Older or more astute kids might ask, “That’s all? He didn’t even say he was sorry!” This is a good opportunity to jump over to Psalm 51, where we see a much more contrite David saying, “Wash away all my iniquity and cleanse me from my sin” (Psalm 51:2).
In fact, Psalm 51 tells an important part of the story that we don’t want anyone to miss. David didn’t just confess. He believed that God would restore Him, and he was right. The Bible calls David a man after God’s own heart (Acts 13:22).
God did forgive David, and He forgives our sin, too. David’s sin was as horrible as anything we can imagine, but no sin is too much for God’s forgiveness.
This is what we want kids to walk away from when they think of David and Bathsheba.
Sharing the Gospel
We don’t want to avoid teaching kids the story of David’s sin with Bathsheba because at its core, it’s the story of the Gospel. And kids can learn from the difficult parts of the Bible—just like the can any other passage.

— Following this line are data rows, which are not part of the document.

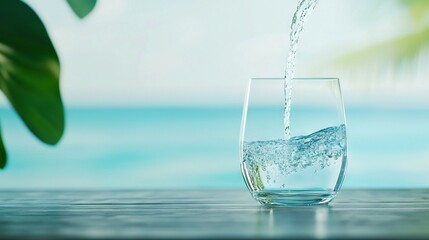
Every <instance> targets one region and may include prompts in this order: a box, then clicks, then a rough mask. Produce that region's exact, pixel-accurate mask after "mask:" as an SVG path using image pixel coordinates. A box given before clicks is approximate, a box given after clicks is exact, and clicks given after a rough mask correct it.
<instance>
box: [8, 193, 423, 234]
mask: <svg viewBox="0 0 429 240" xmlns="http://www.w3.org/2000/svg"><path fill="white" fill-rule="evenodd" d="M0 237H3V238H5V237H6V238H31V239H34V238H40V239H46V238H102V239H105V238H172V237H174V238H222V237H228V238H284V237H289V238H346V237H348V238H391V237H395V238H403V237H408V238H429V190H342V191H341V192H340V194H339V195H338V197H337V198H336V199H335V200H334V201H333V202H332V203H331V204H330V205H329V206H323V207H299V208H266V207H262V206H260V205H259V204H258V203H256V202H255V201H254V200H253V199H252V198H251V197H250V194H249V193H248V192H247V191H245V190H173V191H166V190H160V191H155V190H141V191H2V192H0Z"/></svg>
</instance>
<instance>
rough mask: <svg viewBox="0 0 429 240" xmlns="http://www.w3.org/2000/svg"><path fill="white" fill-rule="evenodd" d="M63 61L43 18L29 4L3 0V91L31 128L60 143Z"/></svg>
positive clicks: (61, 124)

We all rebel against God. We all want to deny or cover up our sin and pretend like it’s not causing us any problems in our relationship with God.
But sin breaks relationship. And God loves us enough to pursue us. He brings us out of hiding, forgives us, and restores us.
This is what we want kids to know, not just as 8- or 12-year-olds, but as the adults they’re going to become. Nothing can separate them from the love of God. This is the message we teach when we tackle this hard story.
It’s not so much about David’s sin or our sin; it’s about God’s forgiveness and grace.